CANNES – Aiming to build its international contents business, Telefe, Argentina’s biggest broadcast network, has sealed two strategic alliances – with Keshet International and Endemol Shine – that guarantee Telefe part of produced program’s IP outside Argentina.

The framework Telefe and Keshet accord commits partners to attempt to co-develop and co-finance two entertainment formats a year.

With Endemol Shine Argentina, Telefe will co-produce “El gran jugador” (literally: “Big Player”) for 2016, a 13-seg fiction TV series scheduled for 2016 broadcast. Story turns on a young engineer who participates in a Big Brother competition and, once in the house, announces live to the whole country that he has a bomb that he will detonate unless his sister, who has been unjustly arrested, is released.

With Keshet, Telefe is already co-developing “a big talent show” which may air second half 2016.

Popular on Variety

Deals signify a strategic change of direction at Telefe, the biggest broadcast network in Argentina. A big fish in a small-ish pond, it would like to move far more into international waters, making waves with their best operators.

“We’re locally a big production company, but we need to fit more into international molds,” said Tomas Yankelevich, Telefe’s director of global contents and international businesses. Yankeklevich used to oversee just domestic contents.

“Now that I’m in charge of the international business as well, instead of just thinking about productions for local screen, I think from the beginning about what can we do internationally speaking.”

He added: “We have our broadcast business up and running. We believe it’s going to keep on working for a long time. We know it’s the right time to grow our international production business.”

As Yankelevich outlined to Variety, on the Keshet deal both partners are bringing ideas to the table and will participate in shows’ development.

“We give them about ten ideas and they give us ten ideas and we decide on which ones we will work together. So they develop what are actually our original ideas and viceversa,” Yankelevich commented.
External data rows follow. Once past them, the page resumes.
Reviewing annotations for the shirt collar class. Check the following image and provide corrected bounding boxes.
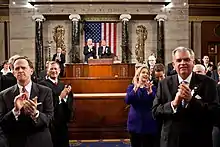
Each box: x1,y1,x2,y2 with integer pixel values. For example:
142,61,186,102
48,77,58,84
178,72,192,84
18,81,32,97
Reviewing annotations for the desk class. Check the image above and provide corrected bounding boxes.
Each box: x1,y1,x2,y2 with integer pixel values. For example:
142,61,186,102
69,93,129,140
65,63,135,77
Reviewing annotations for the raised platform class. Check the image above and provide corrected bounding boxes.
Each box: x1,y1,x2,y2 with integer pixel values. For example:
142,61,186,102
69,93,128,139
61,60,135,140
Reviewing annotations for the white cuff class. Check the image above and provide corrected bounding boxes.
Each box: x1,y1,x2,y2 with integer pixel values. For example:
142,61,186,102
170,102,177,113
59,95,68,104
12,108,21,121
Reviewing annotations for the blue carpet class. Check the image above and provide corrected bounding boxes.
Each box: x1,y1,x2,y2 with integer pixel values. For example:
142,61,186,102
70,140,131,147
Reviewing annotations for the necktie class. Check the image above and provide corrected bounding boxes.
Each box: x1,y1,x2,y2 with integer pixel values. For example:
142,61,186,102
21,86,28,100
181,81,189,108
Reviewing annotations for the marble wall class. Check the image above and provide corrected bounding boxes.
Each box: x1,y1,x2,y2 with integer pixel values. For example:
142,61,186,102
10,0,189,64
0,22,5,64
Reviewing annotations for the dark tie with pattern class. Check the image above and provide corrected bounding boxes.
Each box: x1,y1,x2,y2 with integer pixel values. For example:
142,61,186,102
181,81,189,108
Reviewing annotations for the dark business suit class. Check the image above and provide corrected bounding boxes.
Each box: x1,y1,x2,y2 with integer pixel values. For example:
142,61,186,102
0,127,8,147
0,83,53,147
0,73,17,91
83,45,96,63
98,46,112,58
212,84,220,147
152,73,218,147
52,54,66,77
211,70,219,83
40,79,73,147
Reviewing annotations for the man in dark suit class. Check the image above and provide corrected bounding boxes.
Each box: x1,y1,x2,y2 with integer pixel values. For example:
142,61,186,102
83,39,96,63
40,61,73,147
98,40,112,58
0,57,53,147
152,47,218,147
52,48,66,77
167,62,177,76
0,55,20,91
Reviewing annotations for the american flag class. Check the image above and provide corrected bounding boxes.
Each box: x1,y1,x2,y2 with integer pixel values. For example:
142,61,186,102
84,22,117,54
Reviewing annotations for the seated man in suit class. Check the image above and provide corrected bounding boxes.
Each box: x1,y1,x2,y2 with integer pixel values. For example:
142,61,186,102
83,39,96,63
52,48,66,77
98,40,112,58
40,61,73,147
152,47,218,147
0,57,53,147
193,64,206,75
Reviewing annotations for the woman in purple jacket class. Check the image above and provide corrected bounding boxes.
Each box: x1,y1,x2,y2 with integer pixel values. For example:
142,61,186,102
125,66,158,147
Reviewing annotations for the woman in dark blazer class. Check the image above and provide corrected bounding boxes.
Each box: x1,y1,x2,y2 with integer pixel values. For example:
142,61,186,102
125,66,158,147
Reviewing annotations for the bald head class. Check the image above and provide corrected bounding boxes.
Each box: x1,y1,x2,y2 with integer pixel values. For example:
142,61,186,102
193,64,206,75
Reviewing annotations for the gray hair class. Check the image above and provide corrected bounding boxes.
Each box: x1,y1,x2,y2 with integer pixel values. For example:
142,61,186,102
172,46,195,59
8,55,20,64
217,66,220,71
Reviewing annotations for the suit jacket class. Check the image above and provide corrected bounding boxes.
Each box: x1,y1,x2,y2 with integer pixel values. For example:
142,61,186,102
152,73,218,147
41,79,73,147
125,84,157,135
98,46,112,58
0,83,53,147
52,54,66,71
83,45,96,63
0,73,17,91
40,79,73,125
211,70,219,83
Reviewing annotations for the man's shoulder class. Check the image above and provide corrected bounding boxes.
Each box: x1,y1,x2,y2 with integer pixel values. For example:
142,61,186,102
194,74,216,84
34,83,51,92
0,85,17,96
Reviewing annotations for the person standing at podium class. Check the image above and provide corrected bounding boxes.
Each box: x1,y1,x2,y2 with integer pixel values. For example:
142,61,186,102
83,39,96,63
98,40,112,58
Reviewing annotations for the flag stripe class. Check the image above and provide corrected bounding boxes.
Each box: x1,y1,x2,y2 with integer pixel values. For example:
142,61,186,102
84,22,117,54
108,23,112,50
114,23,117,55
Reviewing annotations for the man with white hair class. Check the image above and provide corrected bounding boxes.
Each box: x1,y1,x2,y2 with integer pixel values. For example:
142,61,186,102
193,64,206,75
152,47,218,147
83,39,96,63
0,55,20,91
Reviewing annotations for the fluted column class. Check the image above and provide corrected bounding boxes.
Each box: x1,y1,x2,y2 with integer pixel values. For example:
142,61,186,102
155,14,167,64
69,14,80,63
120,14,131,63
32,15,45,75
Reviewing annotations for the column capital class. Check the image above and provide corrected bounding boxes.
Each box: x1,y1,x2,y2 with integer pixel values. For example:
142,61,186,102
119,14,131,21
69,14,81,21
32,14,45,21
154,14,167,21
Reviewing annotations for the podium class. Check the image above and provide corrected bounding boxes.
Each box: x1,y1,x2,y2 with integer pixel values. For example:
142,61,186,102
88,58,113,65
61,59,135,140
65,59,135,78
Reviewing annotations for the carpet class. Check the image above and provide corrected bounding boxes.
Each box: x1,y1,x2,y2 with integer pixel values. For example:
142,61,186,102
70,139,131,147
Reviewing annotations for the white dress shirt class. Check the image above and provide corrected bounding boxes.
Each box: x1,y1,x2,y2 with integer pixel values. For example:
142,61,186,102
171,73,192,113
12,81,39,120
48,77,68,104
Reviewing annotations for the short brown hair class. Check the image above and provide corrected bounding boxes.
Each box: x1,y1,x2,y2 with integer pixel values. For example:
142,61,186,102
48,61,60,68
12,56,34,69
154,63,165,72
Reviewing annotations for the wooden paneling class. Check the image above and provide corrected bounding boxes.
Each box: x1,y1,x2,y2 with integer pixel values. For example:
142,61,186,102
69,93,128,139
201,21,220,58
65,63,135,77
61,77,133,93
29,0,170,6
188,0,220,4
88,65,112,77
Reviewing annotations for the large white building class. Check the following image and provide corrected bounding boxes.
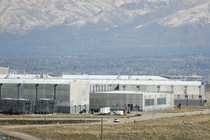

Keshet will handle world sales rights. Telefe will broadcast the Argentine version, Keshet the Israeli one.

“We’re convinced that strategic alliances like these build efficiency and convert these projects in big players in the global market,” Yankelevich said about “El gran jugador.”

Telefe has already adapted Endemol Shine IPs but, according to Martin Kweiler, CEO-creative director, Endemol Shine Latam, “this is the first time that the development of a series is based on such a successful format as ‘Big Brother.’”

“Tomas Yankelevich has a concept of international entertainment,” said Kelly Wright, Keshet Internationl head of sales. Keshet produced the original version of “Homeland,” “Prisoners of War” and talent show “Rising Star.”

With “El gran jugador,” Endemol Shine will distribute in territories where it has production offices and up-and-running Big Brother houses, Telefe in the rest of the world.

The Keshet Intl. and Endemol Shine arrangements gives Keshet and Endemol Shine the chance to use Telefe’s broadcasts as one acid test of a format’s popularity.

“We have one thing that most production companies don’t have and that is broadcast network,” said Yankelevich.

Strategic alliances also allow Telefe to leverage the distribution muscle of powerful partners while sharing in revenue streams worldwide, rather than just from Argentina, – the case when Telefe simply reversions an already-established foreign format.

Yankelevich exoplained: “Now, instead of doing it just ourselves and not having the expertise of the big companies, we decided to share a little bit of our IP in order to have a bigger show around the world.”

Telefe is in conversations with other alternative TV giants and studios to co-develop properties. “The idea is that by 2017 we will only air our own or co-owned shows.”

The 13-episode structure of “El gran jugador” is way below Telefe’s normal seg run of a minimum 60. But Telefe will be producing less-episode series if it finds the right partners, Yankelevich said.

Co-producing with Endemol also allows both partners to contribute to the cost of production. With so many dramas being put into production around the world, Telefe’s needs to stand out in the crowd.

“Remember that in Argentina, cable penetration is around 95% so most Argentineans are used to good quality worldwide television. So what we try to do is to have our projects but with the same quality [as high-end U.S.titles],” Yankelevich said.